Published online Jan 7, 2018. doi: 10.3748/wjg.v24.i1.124
Peer-review started: November 3, 2017
First decision: November 21, 2017
Revised: December 12, 2017
Accepted: December 19, 2017
Article in press: December 19, 2017
Published online: January 7, 2018
Screening has shown to decrease colorectal cancer (CRC) incidence and mortality. Different screening guidelines for average-risk individuals have been issued worldwide, and several guidelines were published or updated recently. To our knowledge, this is the first systematic review aiming to summarize and compare worldwide CRC screening recommendations.
CRC screening recommendations for average-risk individuals differ greatly from one guideline to another, especially when it comes to choosing a preferred screening test. We aimed to compare those recommendations in order to highlight areas of uncertainty, and therefore orient future research by underlining areas where evidence is still lacking.
The main objectives were to compare screening recommendations in order to highlight common ground between guidelines, but also point out discrepancies caused by lack of high-quality evidence, making it easier to orient future research. Knowing which recommendations should clearly be perpetuated and which ones need further investigation can be helpful when it comes to updating guidelines or publishing new ones.

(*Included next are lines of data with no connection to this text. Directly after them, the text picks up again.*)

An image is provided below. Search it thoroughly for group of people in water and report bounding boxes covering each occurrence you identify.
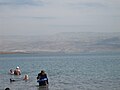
[10,66,21,75]
[9,66,29,81]
[9,66,49,87]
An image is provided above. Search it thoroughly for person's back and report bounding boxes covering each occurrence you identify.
[14,70,21,75]
[14,66,21,75]
[38,73,47,79]
[37,70,48,86]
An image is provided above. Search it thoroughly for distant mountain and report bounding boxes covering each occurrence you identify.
[0,32,120,54]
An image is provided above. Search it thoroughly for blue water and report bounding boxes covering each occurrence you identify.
[0,53,120,90]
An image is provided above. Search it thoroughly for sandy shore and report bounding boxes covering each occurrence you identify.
[0,52,26,54]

A systematic review of the literature was completed to identify all CRC screening guidelines for average-risk individuals published in English in the last ten years and/or position statements published in the last two years. Articles describing an established screening program without issuing recommendations, or articles only reviewing existing guidelines were excluded. Guidelines providing combined recommendations for average-risk and moderate/high-risk individuals, addressing only screening for moderate/high-risk individuals or older versions of existing guidelines were also excluded.
Fifteen guidelines were included, six of which were published in North America, four in Europe, four in Asia and one by the World Gastroenterology Organization (WGO). A majority of guidelines recommend screening average-risk individuals between ages 50 and 75. Preferred screening methods include colonoscopy (every 10 years), flexible sigmoidoscopy (FS - every 5 years), guaiac-based fecal occult blood test (gFOBT) or fecal immunochemical test (FIT), both repeated annually or biennially. FIT is often recommended over gFOBT, and combining FS with a stool based test is an option that should be considered. The role of colonoscopy varies greatly from one guideline to another, as some identify it as the screening gold standard whilst others highlight the lack of high-quality evidence supporting its use. Screening intervals as well as rank order between tests are also areas of uncertainty.
Average-risk individuals should undergo CRC screening between ages 50 and 75. Colonoscopy, FS, gFOBT and FIT are recognized as cost-efficient and currently recommended in a majority of guidelines, however their respective role and rank are not clearly established. Local resources availability and patient preferences should be considered when implementing a screening program, in order to maximize screening uptake, as any screening is better than none.
Establishing a clear ranking of screening methods rather than simply offering a menu of options could be useful in clinical practice. Future research should aim to provide high-quality evidence demonstrating screening tests efficiency, especially colonoscopy, in order to facilitate comparison between tests and help establishing such ranking. Screening intervals should be further investigated.